Shtirbulova is now performing a Ukrainian classic at the National Drama Theater. She has had a hard time getting back on stage. “Art has always been for me an instrument of dialogue, of change. But when the war broke out, for the first time in my life I felt that art was useless. When you're up against evil, real violence, there's no room for art. Only weapons work. The first month I thought I would never act again. Then, little by little, I began to understand that singing and acting make me useful. But I still think about leaving everything and going to fight, ”she admits.

Nana Garsevanishvili, who at the age of 24 directs her first documentary, the story of a teenager from Donbass, is trying to leave Russian like someone leaving a boyfriend she is in love with but knows is not for her. “Many friends stopped speaking Russian eight years ago when the war started in Donbass. I have been one of those who have continued with Russian.
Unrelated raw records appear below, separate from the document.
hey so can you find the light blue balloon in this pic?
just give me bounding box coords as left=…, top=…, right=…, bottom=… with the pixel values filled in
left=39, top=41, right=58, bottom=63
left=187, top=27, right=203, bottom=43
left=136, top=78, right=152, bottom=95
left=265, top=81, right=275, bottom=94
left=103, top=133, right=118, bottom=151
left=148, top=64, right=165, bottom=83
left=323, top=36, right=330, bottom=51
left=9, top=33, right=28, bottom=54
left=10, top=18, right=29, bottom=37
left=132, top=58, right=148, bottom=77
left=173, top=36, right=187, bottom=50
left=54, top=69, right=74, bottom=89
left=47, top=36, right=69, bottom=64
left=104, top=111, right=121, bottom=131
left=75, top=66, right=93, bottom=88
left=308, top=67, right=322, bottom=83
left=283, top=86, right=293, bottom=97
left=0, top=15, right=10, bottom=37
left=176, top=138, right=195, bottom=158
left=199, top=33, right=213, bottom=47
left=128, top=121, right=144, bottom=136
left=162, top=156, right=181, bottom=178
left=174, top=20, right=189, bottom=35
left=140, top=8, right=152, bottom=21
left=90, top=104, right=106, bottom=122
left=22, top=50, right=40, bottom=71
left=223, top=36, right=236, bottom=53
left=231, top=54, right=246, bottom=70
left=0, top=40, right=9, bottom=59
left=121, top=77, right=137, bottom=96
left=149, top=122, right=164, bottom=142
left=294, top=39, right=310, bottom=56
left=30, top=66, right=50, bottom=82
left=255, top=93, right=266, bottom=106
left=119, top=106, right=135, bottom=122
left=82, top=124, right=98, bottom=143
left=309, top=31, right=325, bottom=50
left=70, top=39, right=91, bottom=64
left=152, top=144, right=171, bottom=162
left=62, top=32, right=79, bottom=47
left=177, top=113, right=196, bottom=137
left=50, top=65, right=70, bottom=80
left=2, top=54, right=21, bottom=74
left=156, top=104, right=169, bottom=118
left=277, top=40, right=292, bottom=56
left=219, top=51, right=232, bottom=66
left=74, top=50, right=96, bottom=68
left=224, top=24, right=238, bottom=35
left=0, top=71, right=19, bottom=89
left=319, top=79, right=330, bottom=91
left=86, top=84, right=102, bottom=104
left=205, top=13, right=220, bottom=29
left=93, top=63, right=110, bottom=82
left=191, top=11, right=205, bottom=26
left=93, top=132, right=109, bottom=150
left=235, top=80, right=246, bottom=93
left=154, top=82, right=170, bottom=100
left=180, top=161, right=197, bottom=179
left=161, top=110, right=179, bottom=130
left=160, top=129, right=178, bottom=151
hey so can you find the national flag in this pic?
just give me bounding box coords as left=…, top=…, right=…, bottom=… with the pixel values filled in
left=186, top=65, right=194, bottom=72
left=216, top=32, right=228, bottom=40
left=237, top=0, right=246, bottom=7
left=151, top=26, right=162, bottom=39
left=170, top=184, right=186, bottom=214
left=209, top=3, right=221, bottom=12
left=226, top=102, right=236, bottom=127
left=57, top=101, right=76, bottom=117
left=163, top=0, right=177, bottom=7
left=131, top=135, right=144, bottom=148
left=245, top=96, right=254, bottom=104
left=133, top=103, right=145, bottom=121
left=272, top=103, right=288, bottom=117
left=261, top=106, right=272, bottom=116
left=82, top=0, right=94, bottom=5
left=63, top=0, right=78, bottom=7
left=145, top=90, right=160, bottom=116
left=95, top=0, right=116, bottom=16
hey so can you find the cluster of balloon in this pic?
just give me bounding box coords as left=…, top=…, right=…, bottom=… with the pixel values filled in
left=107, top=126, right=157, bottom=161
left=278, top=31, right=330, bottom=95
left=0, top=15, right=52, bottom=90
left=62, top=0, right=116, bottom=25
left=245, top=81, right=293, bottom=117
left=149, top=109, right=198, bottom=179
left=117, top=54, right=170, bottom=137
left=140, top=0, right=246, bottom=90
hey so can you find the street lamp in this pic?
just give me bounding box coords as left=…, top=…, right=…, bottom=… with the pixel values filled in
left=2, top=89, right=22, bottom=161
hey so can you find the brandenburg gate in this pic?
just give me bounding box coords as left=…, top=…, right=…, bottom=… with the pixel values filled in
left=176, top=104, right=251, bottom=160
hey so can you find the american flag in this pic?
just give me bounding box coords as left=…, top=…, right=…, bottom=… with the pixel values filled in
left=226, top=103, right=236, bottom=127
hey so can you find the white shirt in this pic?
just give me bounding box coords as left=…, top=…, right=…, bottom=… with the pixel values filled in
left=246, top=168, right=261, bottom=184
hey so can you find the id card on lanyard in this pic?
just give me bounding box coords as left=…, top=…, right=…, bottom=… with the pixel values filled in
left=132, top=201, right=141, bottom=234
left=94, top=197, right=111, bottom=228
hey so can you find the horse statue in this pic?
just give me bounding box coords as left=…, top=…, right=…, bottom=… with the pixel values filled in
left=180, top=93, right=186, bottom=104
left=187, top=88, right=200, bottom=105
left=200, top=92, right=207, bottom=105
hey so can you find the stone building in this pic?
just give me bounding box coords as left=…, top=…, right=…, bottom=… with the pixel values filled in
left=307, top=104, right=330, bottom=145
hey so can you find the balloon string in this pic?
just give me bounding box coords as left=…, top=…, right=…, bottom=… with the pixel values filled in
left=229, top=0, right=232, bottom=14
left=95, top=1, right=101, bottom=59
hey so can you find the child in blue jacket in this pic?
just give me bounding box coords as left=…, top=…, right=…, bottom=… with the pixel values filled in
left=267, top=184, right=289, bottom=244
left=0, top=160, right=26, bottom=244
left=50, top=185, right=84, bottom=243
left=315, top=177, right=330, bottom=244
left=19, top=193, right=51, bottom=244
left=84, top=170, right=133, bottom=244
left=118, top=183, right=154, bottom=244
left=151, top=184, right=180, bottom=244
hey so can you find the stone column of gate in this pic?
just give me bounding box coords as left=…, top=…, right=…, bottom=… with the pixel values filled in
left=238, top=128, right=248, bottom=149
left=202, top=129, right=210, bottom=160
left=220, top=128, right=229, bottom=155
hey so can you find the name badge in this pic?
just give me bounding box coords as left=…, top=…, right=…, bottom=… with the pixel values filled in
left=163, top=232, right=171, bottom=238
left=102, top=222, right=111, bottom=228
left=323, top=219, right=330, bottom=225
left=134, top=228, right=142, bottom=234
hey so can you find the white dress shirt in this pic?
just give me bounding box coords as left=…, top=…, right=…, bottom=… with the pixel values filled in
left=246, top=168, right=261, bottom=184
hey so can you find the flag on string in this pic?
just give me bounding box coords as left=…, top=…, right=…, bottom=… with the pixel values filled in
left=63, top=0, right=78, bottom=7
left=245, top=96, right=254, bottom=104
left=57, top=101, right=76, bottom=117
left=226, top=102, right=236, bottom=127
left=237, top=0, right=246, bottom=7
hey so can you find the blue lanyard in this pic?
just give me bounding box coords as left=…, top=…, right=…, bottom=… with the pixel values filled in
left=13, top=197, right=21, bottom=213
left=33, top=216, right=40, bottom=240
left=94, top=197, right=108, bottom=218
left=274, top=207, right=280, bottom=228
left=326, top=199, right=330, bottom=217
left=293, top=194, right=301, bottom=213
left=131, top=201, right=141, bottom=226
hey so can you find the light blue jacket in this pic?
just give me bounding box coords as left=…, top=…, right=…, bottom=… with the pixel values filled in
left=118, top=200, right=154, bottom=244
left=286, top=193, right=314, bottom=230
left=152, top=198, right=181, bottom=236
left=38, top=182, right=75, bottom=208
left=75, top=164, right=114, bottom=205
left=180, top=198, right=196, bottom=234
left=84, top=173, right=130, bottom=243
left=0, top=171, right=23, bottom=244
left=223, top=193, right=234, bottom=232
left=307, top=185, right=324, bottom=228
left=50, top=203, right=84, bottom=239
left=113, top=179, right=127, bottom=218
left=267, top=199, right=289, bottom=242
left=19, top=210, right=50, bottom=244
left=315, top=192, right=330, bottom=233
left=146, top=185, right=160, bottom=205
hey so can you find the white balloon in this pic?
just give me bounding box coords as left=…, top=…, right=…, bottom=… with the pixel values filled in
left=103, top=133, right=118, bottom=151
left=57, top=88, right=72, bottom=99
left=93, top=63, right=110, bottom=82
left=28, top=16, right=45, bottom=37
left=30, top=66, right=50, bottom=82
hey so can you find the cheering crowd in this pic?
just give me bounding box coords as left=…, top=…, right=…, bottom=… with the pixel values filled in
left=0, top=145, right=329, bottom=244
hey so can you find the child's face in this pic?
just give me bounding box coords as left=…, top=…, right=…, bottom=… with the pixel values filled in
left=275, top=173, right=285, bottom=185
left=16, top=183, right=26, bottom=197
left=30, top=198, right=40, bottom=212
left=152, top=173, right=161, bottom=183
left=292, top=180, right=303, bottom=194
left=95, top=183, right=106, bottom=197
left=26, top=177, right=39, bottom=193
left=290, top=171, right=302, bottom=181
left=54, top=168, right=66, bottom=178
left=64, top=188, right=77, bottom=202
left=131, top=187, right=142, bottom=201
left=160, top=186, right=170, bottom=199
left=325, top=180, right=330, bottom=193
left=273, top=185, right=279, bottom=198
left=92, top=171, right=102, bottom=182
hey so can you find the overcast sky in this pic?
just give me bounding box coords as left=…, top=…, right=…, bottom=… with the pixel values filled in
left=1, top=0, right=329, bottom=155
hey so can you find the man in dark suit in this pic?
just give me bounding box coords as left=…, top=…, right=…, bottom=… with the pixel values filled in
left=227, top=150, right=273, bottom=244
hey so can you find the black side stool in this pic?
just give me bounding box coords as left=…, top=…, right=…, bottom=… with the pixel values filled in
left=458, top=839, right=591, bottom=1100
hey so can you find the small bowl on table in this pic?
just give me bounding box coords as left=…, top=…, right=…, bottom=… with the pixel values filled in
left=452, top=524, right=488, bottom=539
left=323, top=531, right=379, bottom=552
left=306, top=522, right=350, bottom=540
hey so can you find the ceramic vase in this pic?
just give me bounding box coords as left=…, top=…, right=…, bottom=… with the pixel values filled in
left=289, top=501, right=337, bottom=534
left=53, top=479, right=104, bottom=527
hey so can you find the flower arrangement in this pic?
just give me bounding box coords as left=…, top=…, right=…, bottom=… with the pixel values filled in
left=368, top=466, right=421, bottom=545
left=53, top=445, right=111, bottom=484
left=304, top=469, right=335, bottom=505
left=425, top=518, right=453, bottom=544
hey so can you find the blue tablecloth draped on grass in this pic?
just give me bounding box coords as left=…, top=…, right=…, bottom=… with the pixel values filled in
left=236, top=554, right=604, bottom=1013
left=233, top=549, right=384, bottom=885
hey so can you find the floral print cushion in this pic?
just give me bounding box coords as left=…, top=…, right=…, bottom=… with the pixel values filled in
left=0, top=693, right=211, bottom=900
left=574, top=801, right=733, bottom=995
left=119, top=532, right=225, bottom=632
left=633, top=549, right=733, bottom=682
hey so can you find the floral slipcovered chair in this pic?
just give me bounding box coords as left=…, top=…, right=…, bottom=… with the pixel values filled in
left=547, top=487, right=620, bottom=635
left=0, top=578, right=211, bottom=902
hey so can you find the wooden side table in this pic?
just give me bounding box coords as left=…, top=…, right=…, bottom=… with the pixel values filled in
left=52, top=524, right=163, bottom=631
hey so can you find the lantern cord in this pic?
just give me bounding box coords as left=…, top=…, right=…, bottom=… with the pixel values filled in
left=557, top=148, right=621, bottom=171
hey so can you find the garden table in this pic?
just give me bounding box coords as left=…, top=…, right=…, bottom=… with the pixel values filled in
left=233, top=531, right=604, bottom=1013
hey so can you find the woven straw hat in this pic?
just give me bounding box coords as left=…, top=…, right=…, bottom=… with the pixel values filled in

Because I love this language. Not the Russian of Russia, but the Russian of Kyiv. But I know that if I speak this language it is because Russia has always tried to cancel Ukraine, to deny our existence as a different country and culture.”

The tear is deep. “I was very into Russian counterculture,” she explains. He used to say that culture is not politics. What a bullshit. After we were invaded, my heart sank with the reaction of all those Russian artists. I have been so wrong these years, by ignoring what was happening in Donbass, by passing from politics”.

Nana looks down and says, almost whispering: "I was never against Russia and it was a huge mistake."